Lasciammo i suoi figli protetti a
Venezia ove ben si distinsero per onestà capacità e intelligenza. Il cognome
Cardini che scelse per i suoi figli a Jerago, si trasformò ben a Venezia, in
Cardin. Quando la città fu conquistata da Napoleone un discendente della
famiglia Cardin si trasferì a Parigi. Nel Secolo scorso Piero Cardin diventò
una prestigiosa firma della moda francese famosa in tutto il mondo. In Francia
Piero o Pietro si traduce in Pierre, Pierre Cardin.
Inoltre, nel transito in svizzera il Carmagnola raccontò con
enfasi le gesta eroiche e leggendarie del nostro grande “Balestriere” la cui
moglie e figli erano con lui, e pare che su questi racconti nacque la leggenda
di Wilhelm Tell.
Si narra che ogni cento anni la pianta ove vi fu
l’impiccagione muoia e rinasca con la stessa forma di quel tempo, oggi è una
pianta di circa sedici anni ed è sempre li, vicino al laghetto non molto
lontano dalla valle. Inoltre si dice che al solstizio d’estate sotto l’albero
dell’impiccagione si trovino tracce di polvere rossa e bianca che ricordano la
polvere di mattoni e la farina che egli trasportava.
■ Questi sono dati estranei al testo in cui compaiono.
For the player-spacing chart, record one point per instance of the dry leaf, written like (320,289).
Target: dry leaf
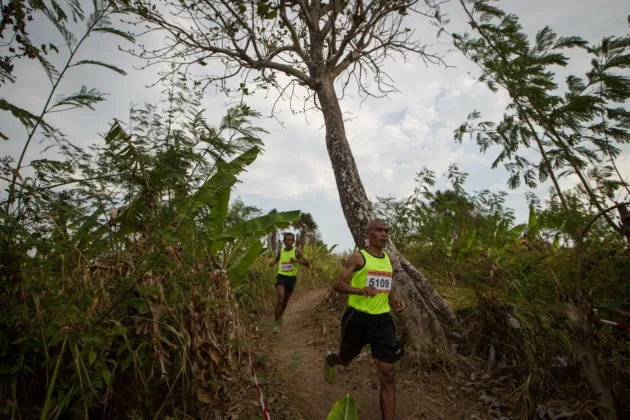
(204,397)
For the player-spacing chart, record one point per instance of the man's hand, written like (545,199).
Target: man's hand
(399,305)
(369,291)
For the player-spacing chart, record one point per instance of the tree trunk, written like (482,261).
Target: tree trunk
(428,318)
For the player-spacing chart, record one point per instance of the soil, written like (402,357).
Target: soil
(295,387)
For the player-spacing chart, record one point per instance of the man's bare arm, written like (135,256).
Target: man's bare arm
(342,284)
(300,259)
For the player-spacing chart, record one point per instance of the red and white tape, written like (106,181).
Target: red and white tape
(616,324)
(249,355)
(260,394)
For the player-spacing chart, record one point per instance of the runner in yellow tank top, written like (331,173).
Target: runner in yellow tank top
(288,261)
(367,278)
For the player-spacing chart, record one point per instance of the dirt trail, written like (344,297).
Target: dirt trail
(296,388)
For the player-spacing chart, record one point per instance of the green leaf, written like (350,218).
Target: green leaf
(107,376)
(263,225)
(100,63)
(344,409)
(218,213)
(92,357)
(238,270)
(532,223)
(213,191)
(117,32)
(514,233)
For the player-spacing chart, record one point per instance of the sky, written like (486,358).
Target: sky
(391,138)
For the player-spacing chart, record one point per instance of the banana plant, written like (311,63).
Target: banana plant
(344,409)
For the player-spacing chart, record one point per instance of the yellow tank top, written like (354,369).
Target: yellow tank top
(376,272)
(285,266)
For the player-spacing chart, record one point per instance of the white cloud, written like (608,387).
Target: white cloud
(391,138)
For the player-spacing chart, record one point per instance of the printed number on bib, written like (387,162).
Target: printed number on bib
(380,280)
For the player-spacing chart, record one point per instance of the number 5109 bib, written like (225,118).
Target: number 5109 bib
(380,280)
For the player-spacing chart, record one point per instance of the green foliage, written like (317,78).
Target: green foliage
(114,266)
(344,409)
(572,132)
(453,221)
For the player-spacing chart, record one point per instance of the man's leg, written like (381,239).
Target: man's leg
(287,296)
(388,390)
(335,359)
(279,303)
(352,341)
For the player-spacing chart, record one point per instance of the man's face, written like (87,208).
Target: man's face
(289,240)
(378,235)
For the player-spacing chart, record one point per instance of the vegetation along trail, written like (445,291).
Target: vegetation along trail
(297,390)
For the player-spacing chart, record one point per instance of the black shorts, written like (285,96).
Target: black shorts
(360,328)
(288,282)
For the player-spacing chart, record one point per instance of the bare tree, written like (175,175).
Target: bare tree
(297,46)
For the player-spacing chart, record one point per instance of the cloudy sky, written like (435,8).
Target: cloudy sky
(392,139)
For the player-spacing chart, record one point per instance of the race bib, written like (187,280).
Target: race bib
(380,280)
(286,266)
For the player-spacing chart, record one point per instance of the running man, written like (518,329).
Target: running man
(288,260)
(367,279)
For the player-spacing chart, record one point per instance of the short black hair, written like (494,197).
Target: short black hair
(372,222)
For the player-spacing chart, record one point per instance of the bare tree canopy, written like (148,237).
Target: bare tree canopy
(312,42)
(309,51)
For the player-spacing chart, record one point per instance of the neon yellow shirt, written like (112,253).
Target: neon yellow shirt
(285,266)
(376,272)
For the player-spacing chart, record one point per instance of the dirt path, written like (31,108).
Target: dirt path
(296,388)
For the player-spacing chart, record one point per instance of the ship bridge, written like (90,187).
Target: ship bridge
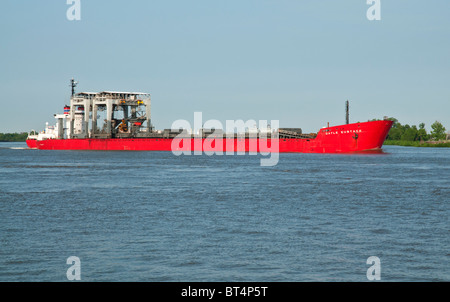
(127,114)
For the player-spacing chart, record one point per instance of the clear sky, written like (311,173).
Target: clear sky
(295,61)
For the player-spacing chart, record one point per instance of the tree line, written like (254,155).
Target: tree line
(412,133)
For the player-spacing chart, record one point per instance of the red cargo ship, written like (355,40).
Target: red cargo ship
(127,126)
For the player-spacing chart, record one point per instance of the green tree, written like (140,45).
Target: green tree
(422,133)
(438,132)
(410,133)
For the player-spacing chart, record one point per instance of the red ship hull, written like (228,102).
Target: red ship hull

Lo spunto per le ricerche e la stesura del racconto nacque
casualmente in Sardegna, ove chi scrive, ospite dell’agriturismo del cantante
De André, scoprì che egli trovò spunto per la sua canzone, “La Guerra di Piero”
da racconti legati al dramma del Carmagnola in un libretto sui Visconti.
Altro non so.
Che leggenda affascinante, ma sarà tutto vero?!?